24 abril 2011

Continuar viva

Era o seu filho que estava caído embaixo de uma bicicleta do outro lado da rua. Ela correu e chegou até ele. O joelho do menino estava bastante machucado e o sangue escorria pelas finas pernas. Foi um susto e o menino sobreviveu.

Dois dias depois um amigo de seu filho lhe procurou, disse a ela que na queda da bicicleta o menino havia perdido uma sacola que alguém levou embora se aproveitando da situação. A mãe ficou confusa e queria saber que sacola era essa e o que havia dentro. O amigo de seu filho apenas falou: - Tudo que a senhora precisa para continuar viva.

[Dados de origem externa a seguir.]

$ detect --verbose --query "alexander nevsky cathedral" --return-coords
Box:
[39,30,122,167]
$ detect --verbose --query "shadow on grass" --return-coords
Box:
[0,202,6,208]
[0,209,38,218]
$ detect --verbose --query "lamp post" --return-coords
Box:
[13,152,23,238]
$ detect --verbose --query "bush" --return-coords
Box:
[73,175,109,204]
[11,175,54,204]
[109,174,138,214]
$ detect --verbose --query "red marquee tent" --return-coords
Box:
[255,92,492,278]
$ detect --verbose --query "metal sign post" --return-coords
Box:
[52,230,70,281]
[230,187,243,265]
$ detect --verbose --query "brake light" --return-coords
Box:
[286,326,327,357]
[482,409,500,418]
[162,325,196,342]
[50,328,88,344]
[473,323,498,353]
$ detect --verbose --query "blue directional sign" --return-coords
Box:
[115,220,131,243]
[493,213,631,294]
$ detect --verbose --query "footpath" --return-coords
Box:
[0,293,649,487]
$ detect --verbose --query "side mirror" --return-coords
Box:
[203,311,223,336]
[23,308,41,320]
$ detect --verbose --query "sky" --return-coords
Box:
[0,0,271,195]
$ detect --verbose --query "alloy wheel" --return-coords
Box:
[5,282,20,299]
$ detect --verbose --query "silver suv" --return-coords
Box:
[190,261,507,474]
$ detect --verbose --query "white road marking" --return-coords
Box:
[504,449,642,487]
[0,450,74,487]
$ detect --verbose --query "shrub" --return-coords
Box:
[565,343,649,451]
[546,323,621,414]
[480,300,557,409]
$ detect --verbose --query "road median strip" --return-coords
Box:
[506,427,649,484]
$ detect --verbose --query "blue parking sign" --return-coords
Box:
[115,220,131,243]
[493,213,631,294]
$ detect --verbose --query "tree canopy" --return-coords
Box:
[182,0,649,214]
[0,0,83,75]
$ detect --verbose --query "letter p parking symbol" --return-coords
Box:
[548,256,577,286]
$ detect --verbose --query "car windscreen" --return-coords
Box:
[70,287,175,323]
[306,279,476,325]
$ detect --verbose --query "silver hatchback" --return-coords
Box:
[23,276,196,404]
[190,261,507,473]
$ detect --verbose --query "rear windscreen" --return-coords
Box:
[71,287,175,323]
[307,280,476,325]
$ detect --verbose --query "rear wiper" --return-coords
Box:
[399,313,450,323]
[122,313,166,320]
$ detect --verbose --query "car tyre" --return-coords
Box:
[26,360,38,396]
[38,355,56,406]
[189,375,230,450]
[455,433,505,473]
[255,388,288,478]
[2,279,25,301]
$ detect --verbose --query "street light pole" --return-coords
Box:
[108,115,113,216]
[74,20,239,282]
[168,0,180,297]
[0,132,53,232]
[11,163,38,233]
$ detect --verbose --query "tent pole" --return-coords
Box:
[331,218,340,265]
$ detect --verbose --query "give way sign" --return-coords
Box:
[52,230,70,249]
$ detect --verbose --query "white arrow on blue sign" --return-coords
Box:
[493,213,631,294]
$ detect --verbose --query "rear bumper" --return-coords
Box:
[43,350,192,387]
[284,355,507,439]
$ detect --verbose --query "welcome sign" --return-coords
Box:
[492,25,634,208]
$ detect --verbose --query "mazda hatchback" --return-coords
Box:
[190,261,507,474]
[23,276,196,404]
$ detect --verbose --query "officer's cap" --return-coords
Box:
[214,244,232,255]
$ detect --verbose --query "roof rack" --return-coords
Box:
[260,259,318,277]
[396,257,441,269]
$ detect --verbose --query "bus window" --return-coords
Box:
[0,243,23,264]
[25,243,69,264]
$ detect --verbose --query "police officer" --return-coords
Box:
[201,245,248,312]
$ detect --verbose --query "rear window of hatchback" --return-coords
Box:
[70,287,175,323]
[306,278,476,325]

A mãe não levou a sério, acreditou que era uma brincadeira.

Uma semana depois do incidente com a bicicleta, o filho cai de cama e uma forte pneumonia obrigou a internação em um hospital da cidade. Ele piorou muito rápido e após três dias de internação os médicos não tinham mais esperanças, apenas aguardavam pelo pior. A mãe chorava, os exames indicavam uma bactéria fatal.

A bicicleta foi destruída e queimada num terreno perto do prédio onde moravam, exatamente vinte dias depois da queda que ralou o joelho do garoto, que agora estava morto e enterrado. A mãe enlouqueceu e precisou de auxílio psiquiátrico.

Um dia ela foi uma mãe, hoje ela apenas costura sacolas imaginárias.

21 abril 2011

A estrada da felicidade

Germana dirigia seu carro numa estrada de terra. O sol brilhava forte e tudo era muito quente.

Se existisse um conceito de felicidade, ele estaria presente no coração de Germana, pois seus 25 anos não eram decepcionantes, não conquistou tudo que queria, mas tinha a certeza de que seu automóvel chegaria ao destino mais certo de sua vida.

Um homem muito velho estava parado na estrada. O carro de Germana passou por ele e logo depois freou. Ela virou o pescoço e ficou olhando para aquele homem, imóvel debaixo de seu boné surrado. Com muita calma, Germana encontrou sua máquina fotográfica na confusão de coisas que era a sua mochila.

Germana desceu do carro e caminhou até o velho.

Os olhos do homem se viraram para ela e com uma voz cansada ele disse "bom dia".

A moça respondeu com um sorriso e os olhos daquele solitário idoso se voltaram para a terra seca da estrada. Germana ensaiou preparar a câmera e antes do visor chegar em seus olhos, ela desistiu. Sentiu, por alguma inexplicável sensação, que aquilo deveria pertencer somente à sua memória.

O suor escorria pela testa de Germana.

O velho homem ajustou o boné na cabeça e em seguida cutucou uma das unhas de sua mão. Germana estava a menos de um metro deste homem e sentiu que na verdade havia uma distância muito maior. Tentou medi-la com a felicidade de seu coração e sentiu o pior sentimento de egoísmo e arrogância, por que ela deveria se julgar muito mais feliz que aquele homem? Percebeu que a foto que ela não tirou buscaria demonstrar isso, uma falácia sem tamanho. Lembrou do filme macedônio "Antes da Chuva".

Germana disse "foi um prazer conhecê-lo", o velho levantou o rosto e retribui com um sorriso aconchegante de poucos dentes.

Um blues em alto volume explodia no interior do carro de Germana enquanto ela dirigia para o seu verdadeiro destino, pelo menos até aquele momento ele era realmente verdadeiro.